Publication year - 2017
Publication title -
acta physiologica
Language(s) - English
Resource type - Journals
SCImago Journal Rank - 1.591
H-Index - 116
eISSN - 1748-1716
pISSN - 1748-1708
DOI - 10.1111/apha.12800
Subject(s) - sirtuin 1 , biology , sirtuin , mitochondrion , downregulation and upregulation , gene silencing , microbiology and biotechnology , medicine , endocrinology , gene , biochemistry , acetylation
Aim The transcriptional cofactor receptor‐interacting protein 140 ( RIP 140) is known as a deleterious regulator of cardiac mitochondrial function and energy metabolic homeostasis. This study revealed that RIP 140 repressed Sirtuin 3 ( SIRT 3), a mitochondrial deacetylase that plays an important role in regulating cardiac function. Methods RIP 140 was overexpressed by adenovirus infection or was knocked down by RNA interference in neonatal rat cardiomyocytes.
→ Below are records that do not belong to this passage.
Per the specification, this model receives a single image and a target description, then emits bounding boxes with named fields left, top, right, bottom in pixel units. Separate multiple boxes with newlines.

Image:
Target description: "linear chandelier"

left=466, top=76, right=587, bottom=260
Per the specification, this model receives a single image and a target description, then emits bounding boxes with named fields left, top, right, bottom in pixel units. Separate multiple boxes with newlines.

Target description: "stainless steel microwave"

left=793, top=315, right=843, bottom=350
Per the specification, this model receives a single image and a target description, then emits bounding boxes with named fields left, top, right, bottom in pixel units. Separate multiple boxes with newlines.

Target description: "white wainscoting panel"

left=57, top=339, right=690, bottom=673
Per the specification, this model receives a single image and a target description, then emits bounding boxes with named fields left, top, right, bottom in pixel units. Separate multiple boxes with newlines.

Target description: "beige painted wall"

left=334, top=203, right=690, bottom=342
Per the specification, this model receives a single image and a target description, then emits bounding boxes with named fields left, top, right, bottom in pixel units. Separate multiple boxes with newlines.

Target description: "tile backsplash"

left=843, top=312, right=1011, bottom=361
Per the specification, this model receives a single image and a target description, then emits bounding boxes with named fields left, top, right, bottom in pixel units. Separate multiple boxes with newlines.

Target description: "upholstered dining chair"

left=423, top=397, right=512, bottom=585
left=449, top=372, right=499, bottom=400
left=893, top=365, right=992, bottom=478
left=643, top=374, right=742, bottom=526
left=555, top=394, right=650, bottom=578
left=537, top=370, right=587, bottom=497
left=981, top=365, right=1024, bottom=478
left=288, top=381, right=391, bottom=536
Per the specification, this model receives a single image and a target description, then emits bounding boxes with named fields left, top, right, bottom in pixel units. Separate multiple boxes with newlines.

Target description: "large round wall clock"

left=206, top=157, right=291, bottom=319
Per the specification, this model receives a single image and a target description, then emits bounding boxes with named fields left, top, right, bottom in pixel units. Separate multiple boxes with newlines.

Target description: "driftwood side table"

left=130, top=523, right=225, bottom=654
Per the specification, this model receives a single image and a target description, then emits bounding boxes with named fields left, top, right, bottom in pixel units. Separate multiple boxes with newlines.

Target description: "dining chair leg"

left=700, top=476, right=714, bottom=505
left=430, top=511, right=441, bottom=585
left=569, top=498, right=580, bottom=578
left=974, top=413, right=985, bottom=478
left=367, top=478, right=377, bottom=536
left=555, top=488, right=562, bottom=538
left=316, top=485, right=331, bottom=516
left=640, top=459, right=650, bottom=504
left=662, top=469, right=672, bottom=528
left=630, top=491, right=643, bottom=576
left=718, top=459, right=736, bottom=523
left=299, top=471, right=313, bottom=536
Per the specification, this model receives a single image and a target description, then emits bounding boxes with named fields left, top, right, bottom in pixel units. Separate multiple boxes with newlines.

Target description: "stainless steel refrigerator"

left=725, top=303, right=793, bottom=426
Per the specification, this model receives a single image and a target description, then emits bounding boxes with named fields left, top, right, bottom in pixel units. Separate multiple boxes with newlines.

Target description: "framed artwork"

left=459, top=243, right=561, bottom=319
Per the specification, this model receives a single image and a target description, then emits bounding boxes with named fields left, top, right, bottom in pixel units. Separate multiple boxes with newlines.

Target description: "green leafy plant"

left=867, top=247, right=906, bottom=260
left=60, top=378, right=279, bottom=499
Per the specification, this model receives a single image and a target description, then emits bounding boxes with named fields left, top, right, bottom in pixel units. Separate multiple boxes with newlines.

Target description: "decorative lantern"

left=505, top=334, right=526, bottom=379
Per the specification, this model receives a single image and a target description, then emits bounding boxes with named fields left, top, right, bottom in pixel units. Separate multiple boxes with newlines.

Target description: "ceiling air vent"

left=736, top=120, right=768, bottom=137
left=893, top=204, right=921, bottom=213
Results RIP 140 overexpression repressed, while RIP 140 silencing elevated the expression and activity of SIRT 3. Ad‐ RIP 140 enhanced the expressions of the cardiac hypertrophic markers and increased cardiomyocyte surface area, whereas SIRT 3 overexpression prevented the effect of Ad‐ RIP 140. Additionally, SIRT 3 overexpression reversed Ad‐ RIP 140‐induced mitochondrial dysfunction and energy metabolic dysfunction, such as increase in oxidative stress, decrease in mitochondrial membrane potential and ATP production, as well as downregulation of mitochondrial DNA ‐encoded genes and genes related to mitochondrial genome replication and transcription, mitochondrial oxidative phosphorylation and fatty acid oxidation. In contrast, SIRT 3 silencing exacerbated RIP 140‐induced cardiomyocyte hypertrophy and mitochondrial dysfunction. Furthermore, the repression of SIRT 3 by RIP 140 was dependent on estrogen‐related receptor‐α ( ERR α). The involvement of peroxisome proliferator‐activated receptor‐γ coactivator‐1α ( PGC ‐1α) was ruled out of SIRT 3 suppression by RIP 140. RIP 140 and PGC ‐1α might act as functional antagonists on the regulation of SIRT 3. Conclusion This study indicates that suppression of SIRT 3 by RIP 140 facilitates the development of cardiomyocyte hypertrophy, mitochondrial dysfunction and energy metabolic dysfunction. Strategies targeting inhibition of RIP 140 and upregulation of SIRT 3 might improve cardiac energy metabolism and suggest therapeutic potential for heart diseases.